Local man who wanted to die receives help, support
After he was arrested four times in less than two months last year, Nicholas Olson told a local district judge he’d given up all hope and wanted to die.
On Friday, a far-healthier looking Olson, 25, was sentenced to two years of supervised probation for charges he racked up during that period, and should be on his way to a Colorado recovery facility by the end of the month.
“I’m proud of you,” District Judge Chris Seldin told Olson.
Olson has a “deep and complex history of trauma,” including early childhood in a Russian orphanage as well as mental health and substance-abuse problems that surfaced later, said Molly Owens, Olson’s public defender.
But during his incarceration at the Pitkin County Jail, Olson made significant improvements, she said. One of the most major occurred recently after he was released from jail and soon realized he was spinning out of control again, Owens said.
Olson had the presence of mind to revoke his own bond and return to jail in a important moment of self-realization and maturity, she said.
“I’m so proud of him for making that call,” Owens said.
Olson’s sister also appeared in court Friday and said she’d re-established contact with him recently after three years, which Seldin praised as a significant development in his support system.
Olson was arrested in July and August on suspicion of methamphetamine possession. Aspen police arrested him again in early September and charged him with indecent exposure after finding him wandering naked downtown and making unusual statements.

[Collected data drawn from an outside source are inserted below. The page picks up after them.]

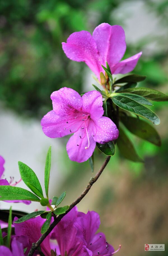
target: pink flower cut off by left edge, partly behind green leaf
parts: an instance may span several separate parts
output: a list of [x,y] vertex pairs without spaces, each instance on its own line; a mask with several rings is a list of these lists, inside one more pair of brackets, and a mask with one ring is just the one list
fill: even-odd
[[[14,177],[10,177],[10,181],[8,182],[6,179],[2,179],[3,178],[3,174],[4,174],[4,163],[5,160],[4,158],[0,155],[0,186],[2,185],[10,185],[10,186],[16,186],[20,181],[22,181],[22,179],[20,179],[18,182],[14,182]],[[15,201],[6,201],[6,202],[13,202],[13,203],[18,203],[18,202],[22,202],[24,204],[31,204],[31,201],[28,200],[15,200]]]

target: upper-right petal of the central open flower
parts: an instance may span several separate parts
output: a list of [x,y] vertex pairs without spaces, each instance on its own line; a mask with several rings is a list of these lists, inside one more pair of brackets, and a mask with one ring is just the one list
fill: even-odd
[[90,113],[91,119],[98,119],[102,117],[104,110],[102,107],[102,95],[100,92],[91,91],[83,94],[82,96],[83,106],[82,111]]

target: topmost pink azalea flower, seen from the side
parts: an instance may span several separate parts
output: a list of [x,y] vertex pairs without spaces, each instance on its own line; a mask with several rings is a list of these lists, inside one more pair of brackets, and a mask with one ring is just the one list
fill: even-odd
[[73,61],[84,61],[89,68],[100,78],[104,73],[101,65],[109,64],[112,74],[126,74],[131,72],[142,52],[120,61],[125,54],[125,33],[121,26],[111,26],[102,23],[97,26],[91,35],[82,30],[71,34],[67,43],[62,43],[62,48],[67,57]]

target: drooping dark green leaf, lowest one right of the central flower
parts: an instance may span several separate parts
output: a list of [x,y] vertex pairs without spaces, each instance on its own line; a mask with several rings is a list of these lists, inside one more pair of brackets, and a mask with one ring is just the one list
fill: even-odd
[[125,132],[121,129],[121,127],[119,128],[119,136],[118,136],[118,139],[116,140],[116,143],[123,157],[133,162],[143,162],[143,160],[139,157],[139,155],[137,155],[132,142],[127,137]]

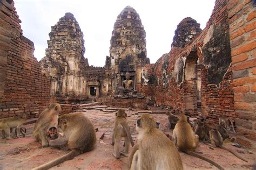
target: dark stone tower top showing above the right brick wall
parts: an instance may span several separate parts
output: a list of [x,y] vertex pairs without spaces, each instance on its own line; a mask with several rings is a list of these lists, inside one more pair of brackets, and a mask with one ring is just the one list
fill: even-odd
[[175,30],[172,47],[185,47],[201,31],[200,24],[196,20],[190,17],[184,18]]

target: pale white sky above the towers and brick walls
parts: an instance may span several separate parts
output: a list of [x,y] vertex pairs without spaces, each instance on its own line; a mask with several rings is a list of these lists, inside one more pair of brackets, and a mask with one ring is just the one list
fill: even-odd
[[37,60],[45,56],[51,26],[66,12],[73,13],[84,34],[84,57],[89,65],[104,66],[109,56],[114,22],[125,8],[132,6],[146,31],[147,57],[155,63],[169,53],[174,31],[185,17],[196,19],[203,30],[210,19],[215,0],[14,0],[23,36],[35,44]]

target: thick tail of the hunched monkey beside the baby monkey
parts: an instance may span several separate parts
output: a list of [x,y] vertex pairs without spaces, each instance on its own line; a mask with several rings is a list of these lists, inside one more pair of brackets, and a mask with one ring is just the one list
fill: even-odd
[[48,162],[48,163],[46,163],[46,164],[41,165],[41,166],[35,167],[35,168],[33,168],[32,170],[37,170],[37,169],[38,169],[38,170],[49,169],[49,168],[51,168],[51,167],[53,167],[53,166],[56,166],[56,165],[58,165],[58,164],[60,164],[60,163],[62,163],[62,162],[64,162],[64,161],[66,161],[66,160],[73,159],[74,157],[76,157],[76,156],[79,155],[79,154],[80,154],[80,151],[79,151],[79,150],[72,150],[72,151],[70,151],[69,153],[63,155],[62,157],[59,157],[59,158],[57,158],[57,159],[55,159],[55,160],[52,160],[52,161],[50,161],[50,162]]

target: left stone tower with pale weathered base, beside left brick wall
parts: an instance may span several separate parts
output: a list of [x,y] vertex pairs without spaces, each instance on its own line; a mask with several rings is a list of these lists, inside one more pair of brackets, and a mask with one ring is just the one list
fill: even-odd
[[51,76],[51,94],[65,96],[85,95],[82,70],[88,66],[84,59],[83,33],[72,13],[65,13],[51,27],[46,56],[39,62],[42,72]]

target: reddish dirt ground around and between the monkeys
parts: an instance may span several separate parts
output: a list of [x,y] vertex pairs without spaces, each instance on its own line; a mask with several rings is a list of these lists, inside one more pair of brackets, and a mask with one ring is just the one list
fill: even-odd
[[[83,113],[92,121],[95,129],[98,128],[97,146],[91,151],[78,155],[72,160],[65,161],[51,169],[128,169],[127,157],[116,159],[112,156],[113,146],[111,143],[111,134],[113,131],[113,121],[116,111],[114,108],[100,108],[95,106],[95,109],[83,109]],[[97,109],[98,108],[98,109]],[[110,109],[110,110],[107,110]],[[137,132],[135,130],[136,120],[138,116],[147,112],[146,110],[126,110],[131,126],[131,133],[136,140]],[[166,134],[172,134],[171,130],[167,130],[167,116],[165,114],[152,114],[156,121],[159,121],[160,130]],[[58,158],[60,155],[69,151],[58,150],[57,148],[38,148],[40,144],[35,141],[32,136],[32,129],[35,124],[25,125],[27,130],[25,138],[5,140],[0,136],[0,169],[31,169],[44,164],[52,159]],[[104,133],[103,140],[99,138]],[[244,162],[228,151],[220,148],[210,148],[203,143],[199,144],[198,152],[202,152],[207,158],[218,162],[225,169],[252,169],[255,160],[255,151],[248,151],[246,148],[238,148],[230,144],[225,144],[225,147],[230,148],[248,160]],[[131,147],[130,147],[131,149]],[[208,162],[191,157],[181,153],[184,169],[217,169]]]

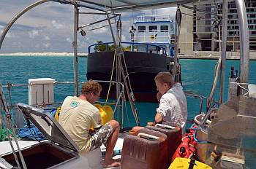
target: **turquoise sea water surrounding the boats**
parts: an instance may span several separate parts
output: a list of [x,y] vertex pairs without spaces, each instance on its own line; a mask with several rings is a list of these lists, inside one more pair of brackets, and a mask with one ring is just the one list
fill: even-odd
[[[78,58],[79,82],[86,81],[87,58]],[[73,58],[67,56],[0,56],[0,81],[2,84],[27,84],[28,79],[49,77],[59,82],[73,81]],[[214,67],[217,60],[181,60],[181,72],[184,90],[208,96],[214,78]],[[225,99],[227,99],[227,81],[230,66],[238,69],[238,60],[227,60],[225,76]],[[256,61],[249,63],[249,82],[256,84]],[[154,79],[152,79],[154,80]],[[72,84],[59,84],[54,87],[55,101],[63,101],[67,95],[74,95]],[[13,87],[12,103],[28,103],[27,87]],[[218,93],[218,90],[216,91]],[[7,100],[7,90],[5,90]],[[216,94],[216,99],[218,95]],[[195,117],[199,110],[200,101],[195,98],[188,100],[188,121]],[[136,103],[141,125],[154,119],[157,103]],[[127,107],[129,104],[127,103]],[[132,115],[128,114],[126,125],[134,125]],[[129,120],[128,120],[129,119]]]

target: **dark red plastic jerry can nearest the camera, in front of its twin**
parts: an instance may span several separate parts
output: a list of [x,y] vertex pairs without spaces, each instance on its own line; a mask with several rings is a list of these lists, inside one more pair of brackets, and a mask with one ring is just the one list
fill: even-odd
[[167,136],[143,128],[138,135],[127,135],[121,154],[122,169],[168,168]]

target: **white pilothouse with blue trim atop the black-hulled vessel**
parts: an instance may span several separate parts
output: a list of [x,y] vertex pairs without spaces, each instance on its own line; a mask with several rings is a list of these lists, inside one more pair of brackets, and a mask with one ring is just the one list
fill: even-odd
[[[154,44],[164,47],[167,55],[173,58],[175,47],[175,22],[170,15],[140,15],[130,30],[131,41],[135,43]],[[136,45],[139,51],[149,50],[159,52],[156,47],[145,49],[142,45]]]

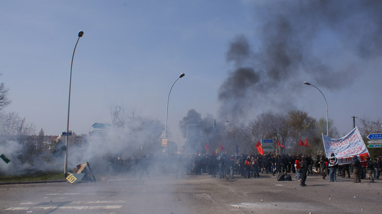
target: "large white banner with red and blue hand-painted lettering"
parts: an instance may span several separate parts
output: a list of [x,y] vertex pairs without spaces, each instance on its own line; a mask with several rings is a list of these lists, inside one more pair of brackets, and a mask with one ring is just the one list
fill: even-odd
[[322,140],[326,157],[329,159],[330,155],[334,153],[339,165],[351,163],[354,155],[359,156],[360,161],[366,161],[366,157],[370,156],[357,127],[345,137],[339,139],[322,134]]

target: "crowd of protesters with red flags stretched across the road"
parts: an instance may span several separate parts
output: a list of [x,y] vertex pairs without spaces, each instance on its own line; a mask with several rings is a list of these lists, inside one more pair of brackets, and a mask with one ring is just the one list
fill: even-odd
[[[375,157],[371,161],[360,162],[360,157],[354,156],[354,161],[350,164],[339,165],[334,154],[326,158],[324,155],[317,155],[314,159],[308,155],[142,155],[132,157],[129,161],[129,169],[133,177],[144,174],[175,174],[176,177],[183,177],[185,174],[209,174],[211,177],[232,179],[235,176],[243,178],[256,178],[261,174],[286,175],[295,173],[296,180],[301,181],[301,186],[306,186],[307,176],[312,174],[322,175],[322,179],[330,182],[337,181],[337,175],[350,178],[353,174],[354,182],[361,182],[361,179],[368,179],[374,182],[379,179],[382,171],[381,157]],[[121,163],[120,161],[118,163]],[[120,168],[120,167],[115,167]]]

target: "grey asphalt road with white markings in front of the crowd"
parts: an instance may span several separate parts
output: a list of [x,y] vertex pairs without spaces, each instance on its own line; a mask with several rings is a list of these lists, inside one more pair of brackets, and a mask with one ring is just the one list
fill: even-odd
[[[97,177],[97,175],[96,175]],[[382,213],[382,180],[299,182],[207,174],[99,175],[96,182],[0,186],[1,213]]]

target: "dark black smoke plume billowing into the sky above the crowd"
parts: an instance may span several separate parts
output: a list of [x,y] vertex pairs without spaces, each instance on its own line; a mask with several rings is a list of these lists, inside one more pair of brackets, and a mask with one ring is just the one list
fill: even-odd
[[290,110],[306,77],[332,90],[351,86],[382,53],[381,11],[377,0],[259,3],[256,37],[237,36],[226,54],[234,69],[219,89],[221,117]]

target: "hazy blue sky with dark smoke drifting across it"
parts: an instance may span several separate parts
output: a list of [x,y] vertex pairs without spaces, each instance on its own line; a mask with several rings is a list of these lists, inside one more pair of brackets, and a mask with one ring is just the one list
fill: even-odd
[[[87,134],[124,105],[177,141],[188,110],[217,123],[300,109],[341,134],[381,118],[380,1],[3,1],[5,108],[46,135]],[[379,35],[379,36],[378,36]],[[357,125],[357,124],[356,124]]]

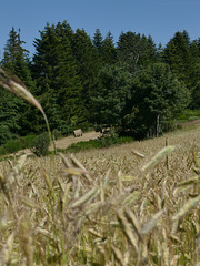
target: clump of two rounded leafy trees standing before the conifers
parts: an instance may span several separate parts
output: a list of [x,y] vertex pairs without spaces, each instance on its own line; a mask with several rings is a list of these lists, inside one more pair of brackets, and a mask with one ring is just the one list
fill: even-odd
[[137,139],[148,132],[156,135],[157,126],[159,133],[167,130],[168,122],[190,101],[190,92],[164,63],[153,63],[134,75],[118,65],[107,65],[100,79],[102,88],[92,99],[94,121]]

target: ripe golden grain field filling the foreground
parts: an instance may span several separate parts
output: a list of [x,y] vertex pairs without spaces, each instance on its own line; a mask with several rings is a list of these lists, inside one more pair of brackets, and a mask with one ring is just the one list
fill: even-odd
[[200,265],[200,125],[1,162],[0,265]]

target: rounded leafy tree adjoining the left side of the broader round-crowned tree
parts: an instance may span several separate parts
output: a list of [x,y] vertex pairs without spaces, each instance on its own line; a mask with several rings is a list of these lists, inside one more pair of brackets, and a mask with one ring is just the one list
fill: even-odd
[[122,131],[123,112],[131,92],[131,76],[117,64],[103,66],[99,73],[101,86],[92,98],[93,122]]

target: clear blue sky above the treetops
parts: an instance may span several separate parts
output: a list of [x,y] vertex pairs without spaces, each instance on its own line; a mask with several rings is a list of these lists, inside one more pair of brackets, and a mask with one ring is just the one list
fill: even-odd
[[187,30],[191,40],[200,38],[200,0],[0,0],[0,58],[12,27],[21,29],[23,48],[34,53],[33,40],[47,22],[67,20],[93,37],[111,31],[150,34],[166,45],[177,31]]

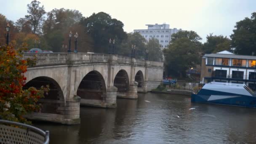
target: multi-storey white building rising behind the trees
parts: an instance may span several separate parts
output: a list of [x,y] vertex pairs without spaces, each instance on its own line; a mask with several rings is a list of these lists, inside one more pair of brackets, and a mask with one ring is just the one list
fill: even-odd
[[135,29],[133,32],[139,32],[146,40],[149,41],[149,38],[156,38],[159,40],[161,48],[168,48],[168,45],[171,41],[171,35],[177,33],[182,29],[170,29],[169,24],[146,24],[147,29]]

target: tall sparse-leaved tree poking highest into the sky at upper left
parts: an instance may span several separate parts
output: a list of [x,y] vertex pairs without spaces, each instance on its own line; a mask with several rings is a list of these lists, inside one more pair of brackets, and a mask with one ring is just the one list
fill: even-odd
[[26,19],[29,21],[30,26],[32,27],[32,32],[35,34],[41,33],[41,26],[44,21],[45,9],[44,6],[40,7],[40,2],[33,0],[30,4],[27,5],[27,13]]

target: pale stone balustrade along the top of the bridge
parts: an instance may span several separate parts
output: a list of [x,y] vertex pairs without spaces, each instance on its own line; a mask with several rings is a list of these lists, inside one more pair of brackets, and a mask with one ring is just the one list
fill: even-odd
[[83,64],[83,63],[112,63],[135,64],[141,66],[163,67],[162,62],[143,61],[127,56],[109,55],[101,53],[24,53],[23,59],[37,59],[36,65]]

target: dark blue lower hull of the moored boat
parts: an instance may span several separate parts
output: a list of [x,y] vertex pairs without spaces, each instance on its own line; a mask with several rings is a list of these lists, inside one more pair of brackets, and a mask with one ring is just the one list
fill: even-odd
[[256,107],[256,97],[243,95],[226,96],[192,94],[191,102],[205,104],[221,104],[238,107]]

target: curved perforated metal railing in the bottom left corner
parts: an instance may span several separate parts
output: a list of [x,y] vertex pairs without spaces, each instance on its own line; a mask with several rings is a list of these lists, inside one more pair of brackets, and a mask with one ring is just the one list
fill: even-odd
[[32,125],[0,120],[0,144],[49,144],[49,131]]

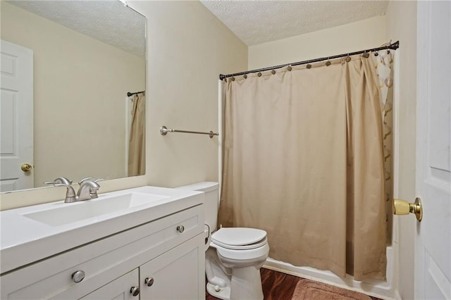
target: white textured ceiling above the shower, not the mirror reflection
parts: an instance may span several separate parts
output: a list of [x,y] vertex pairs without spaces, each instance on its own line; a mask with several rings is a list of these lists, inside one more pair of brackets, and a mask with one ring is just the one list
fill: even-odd
[[206,1],[248,46],[384,15],[388,1]]

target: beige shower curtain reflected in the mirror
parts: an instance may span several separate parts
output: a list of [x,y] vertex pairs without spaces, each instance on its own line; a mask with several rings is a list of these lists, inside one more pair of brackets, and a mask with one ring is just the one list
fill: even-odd
[[146,97],[143,93],[133,95],[132,122],[128,143],[128,176],[144,175],[146,172],[145,104]]

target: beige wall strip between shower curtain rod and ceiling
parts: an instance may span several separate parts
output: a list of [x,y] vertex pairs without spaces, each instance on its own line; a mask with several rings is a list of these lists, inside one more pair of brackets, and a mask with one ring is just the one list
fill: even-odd
[[388,42],[381,15],[305,35],[249,46],[249,70],[370,49]]

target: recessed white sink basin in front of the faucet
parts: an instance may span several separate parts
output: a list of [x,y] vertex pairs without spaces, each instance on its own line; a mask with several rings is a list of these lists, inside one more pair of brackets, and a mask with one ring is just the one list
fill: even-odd
[[25,213],[23,216],[47,225],[61,226],[168,198],[170,196],[134,192],[120,196],[80,201],[78,205],[61,206],[46,211]]

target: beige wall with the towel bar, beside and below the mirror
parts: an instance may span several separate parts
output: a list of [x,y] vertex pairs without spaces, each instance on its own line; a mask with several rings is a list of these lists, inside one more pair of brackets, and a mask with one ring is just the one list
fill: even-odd
[[[163,137],[159,127],[218,130],[218,75],[245,70],[247,46],[198,1],[128,3],[147,17],[147,171],[102,182],[100,192],[218,180],[217,137]],[[0,203],[6,209],[63,199],[64,194],[61,187],[42,188],[2,194]]]

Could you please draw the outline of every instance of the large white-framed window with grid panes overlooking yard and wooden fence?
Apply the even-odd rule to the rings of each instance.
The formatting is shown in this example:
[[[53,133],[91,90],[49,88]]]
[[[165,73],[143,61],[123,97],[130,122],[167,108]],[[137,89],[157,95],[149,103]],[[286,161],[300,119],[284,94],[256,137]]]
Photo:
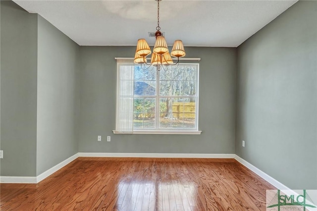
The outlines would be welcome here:
[[[114,133],[200,134],[199,64],[180,63],[157,72],[117,60]]]

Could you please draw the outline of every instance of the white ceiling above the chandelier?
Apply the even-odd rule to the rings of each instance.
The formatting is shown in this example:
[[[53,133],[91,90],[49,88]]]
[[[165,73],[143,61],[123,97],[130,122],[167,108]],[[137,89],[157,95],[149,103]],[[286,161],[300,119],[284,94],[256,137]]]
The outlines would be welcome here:
[[[297,0],[162,0],[161,32],[168,45],[238,47]],[[14,0],[38,13],[80,46],[154,45],[155,0]]]

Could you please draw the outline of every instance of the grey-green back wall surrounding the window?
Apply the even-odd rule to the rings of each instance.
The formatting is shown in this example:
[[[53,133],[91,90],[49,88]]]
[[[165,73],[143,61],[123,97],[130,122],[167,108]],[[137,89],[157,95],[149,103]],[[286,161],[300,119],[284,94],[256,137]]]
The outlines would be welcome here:
[[[116,60],[135,47],[81,47],[79,152],[234,154],[236,48],[186,48],[200,57],[201,135],[112,134],[115,129]],[[102,142],[97,142],[101,135]],[[111,142],[106,142],[111,136]]]

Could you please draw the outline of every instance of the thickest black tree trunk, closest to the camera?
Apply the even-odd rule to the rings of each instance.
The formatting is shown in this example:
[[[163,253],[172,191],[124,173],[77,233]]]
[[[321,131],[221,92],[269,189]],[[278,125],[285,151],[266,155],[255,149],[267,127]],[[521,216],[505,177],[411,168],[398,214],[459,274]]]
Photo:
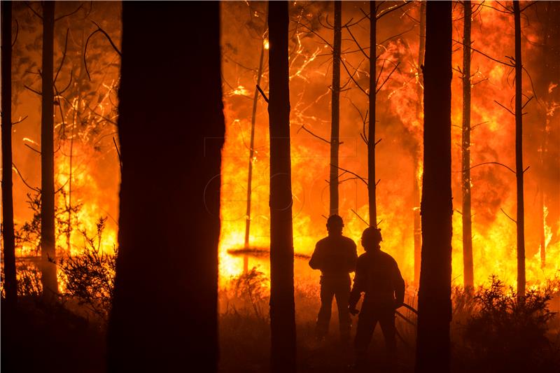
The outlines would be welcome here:
[[[219,3],[125,1],[122,40],[107,368],[215,372],[225,135]]]

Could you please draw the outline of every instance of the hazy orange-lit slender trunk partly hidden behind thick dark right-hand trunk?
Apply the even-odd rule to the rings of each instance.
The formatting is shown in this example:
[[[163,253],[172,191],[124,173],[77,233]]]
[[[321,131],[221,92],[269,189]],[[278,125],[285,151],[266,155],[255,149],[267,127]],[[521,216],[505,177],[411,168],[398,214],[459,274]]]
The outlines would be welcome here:
[[[423,75],[421,66],[424,64],[424,52],[426,49],[426,1],[420,2],[420,41],[418,48],[418,84],[416,84],[416,97],[418,97],[418,104],[416,104],[416,113],[419,120],[423,120],[421,117],[422,112],[422,99],[423,99]],[[420,144],[416,143],[414,150],[412,150],[414,168],[413,168],[413,203],[414,203],[414,285],[418,286],[420,283],[420,258],[422,250],[422,227],[420,218]]]

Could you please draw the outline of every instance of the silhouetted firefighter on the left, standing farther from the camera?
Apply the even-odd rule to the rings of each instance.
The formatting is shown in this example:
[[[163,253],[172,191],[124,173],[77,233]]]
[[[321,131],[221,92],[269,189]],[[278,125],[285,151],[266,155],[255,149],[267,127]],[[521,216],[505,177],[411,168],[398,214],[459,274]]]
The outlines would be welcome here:
[[[318,241],[309,260],[309,267],[321,269],[321,309],[317,316],[316,336],[323,339],[328,333],[332,297],[336,297],[340,337],[350,338],[350,314],[346,307],[350,295],[350,272],[356,268],[356,244],[342,235],[344,223],[338,215],[327,220],[328,237]]]

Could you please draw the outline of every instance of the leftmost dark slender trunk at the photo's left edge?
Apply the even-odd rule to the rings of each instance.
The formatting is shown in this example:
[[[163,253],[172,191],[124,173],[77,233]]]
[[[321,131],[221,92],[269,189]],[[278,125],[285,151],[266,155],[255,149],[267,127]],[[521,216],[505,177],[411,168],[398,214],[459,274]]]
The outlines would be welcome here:
[[[12,190],[12,2],[1,2],[2,14],[2,237],[6,302],[18,300],[15,279],[15,241]]]

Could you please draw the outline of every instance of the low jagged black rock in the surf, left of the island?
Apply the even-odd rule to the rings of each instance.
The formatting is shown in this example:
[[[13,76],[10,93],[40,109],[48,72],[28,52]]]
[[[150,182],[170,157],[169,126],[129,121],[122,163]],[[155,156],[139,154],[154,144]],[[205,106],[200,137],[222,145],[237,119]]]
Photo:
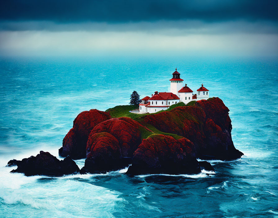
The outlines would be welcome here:
[[[40,151],[36,157],[24,158],[16,163],[17,169],[11,172],[24,173],[25,176],[62,176],[79,172],[78,166],[69,156],[64,160],[58,160],[49,152],[43,151]]]

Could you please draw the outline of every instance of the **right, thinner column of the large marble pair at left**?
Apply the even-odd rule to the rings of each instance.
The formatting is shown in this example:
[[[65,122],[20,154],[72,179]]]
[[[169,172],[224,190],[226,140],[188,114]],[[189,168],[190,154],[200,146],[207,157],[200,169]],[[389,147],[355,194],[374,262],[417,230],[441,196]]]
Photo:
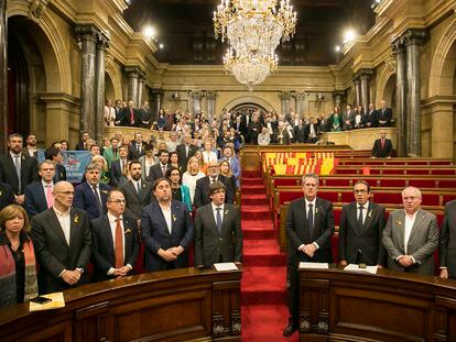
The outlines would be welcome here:
[[[95,141],[100,144],[102,143],[102,136],[105,135],[105,57],[106,49],[109,47],[109,38],[100,33],[98,35],[97,44],[97,67],[96,67],[96,114],[95,114]]]

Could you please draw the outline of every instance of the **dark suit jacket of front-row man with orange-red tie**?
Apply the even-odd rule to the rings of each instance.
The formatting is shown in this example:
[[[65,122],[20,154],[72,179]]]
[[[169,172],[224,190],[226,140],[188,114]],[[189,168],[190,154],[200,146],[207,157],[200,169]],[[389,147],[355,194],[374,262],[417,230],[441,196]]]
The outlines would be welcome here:
[[[140,251],[137,220],[123,214],[123,266],[134,267]],[[94,261],[94,282],[113,279],[108,276],[109,268],[116,268],[116,252],[113,236],[107,214],[90,221],[91,228],[91,255]],[[131,272],[129,273],[131,274]]]

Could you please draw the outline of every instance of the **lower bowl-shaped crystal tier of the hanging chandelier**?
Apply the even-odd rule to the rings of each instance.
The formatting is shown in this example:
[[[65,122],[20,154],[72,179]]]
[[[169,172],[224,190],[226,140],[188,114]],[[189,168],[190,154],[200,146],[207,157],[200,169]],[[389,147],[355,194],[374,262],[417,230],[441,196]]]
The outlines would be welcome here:
[[[276,56],[238,56],[230,48],[224,57],[225,69],[234,75],[236,79],[246,85],[249,91],[253,86],[262,84],[264,79],[278,68]]]

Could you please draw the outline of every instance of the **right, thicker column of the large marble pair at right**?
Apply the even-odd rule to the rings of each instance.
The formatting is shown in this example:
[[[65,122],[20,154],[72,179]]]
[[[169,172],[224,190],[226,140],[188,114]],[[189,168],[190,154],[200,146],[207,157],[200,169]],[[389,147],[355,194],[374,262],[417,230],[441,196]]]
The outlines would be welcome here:
[[[426,33],[411,29],[404,34],[406,49],[406,152],[421,156],[421,95],[420,95],[420,46]]]

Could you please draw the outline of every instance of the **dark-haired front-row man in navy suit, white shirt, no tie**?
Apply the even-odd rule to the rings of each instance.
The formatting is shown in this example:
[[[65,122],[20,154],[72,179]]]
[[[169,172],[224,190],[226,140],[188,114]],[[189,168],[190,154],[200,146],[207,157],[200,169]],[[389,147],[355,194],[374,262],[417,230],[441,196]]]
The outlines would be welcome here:
[[[141,212],[141,240],[148,272],[188,266],[187,250],[194,225],[185,203],[172,200],[171,181],[159,178],[152,186],[156,201]]]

Less than two weeks after that, he was arrested again for allegedly stealing a man’s wallet from his hotel room and drug possession. It was after that arrest he told Seldin, “I’ve given up all hope. I want to commit suicide now. I just want to die.”
He pleaded guilty to felony trespassing and drug possession in association with those cases and will spend the next two years on supervised probation. However, if he completes the probationary period without committing new offenses, the felony will be wiped from his record and the drug possession charge will change from a felony to a misdemeanor, prosecutor Tony Hershey said.
He will be held at the Pitkin County Jail until later this month when a bed at a “supportive residential community” in eastern Colorado becomes available, Seldin said.
Prior to those arrests, Olson’s run-ins with police were mainly petty offenses associated with homelessness.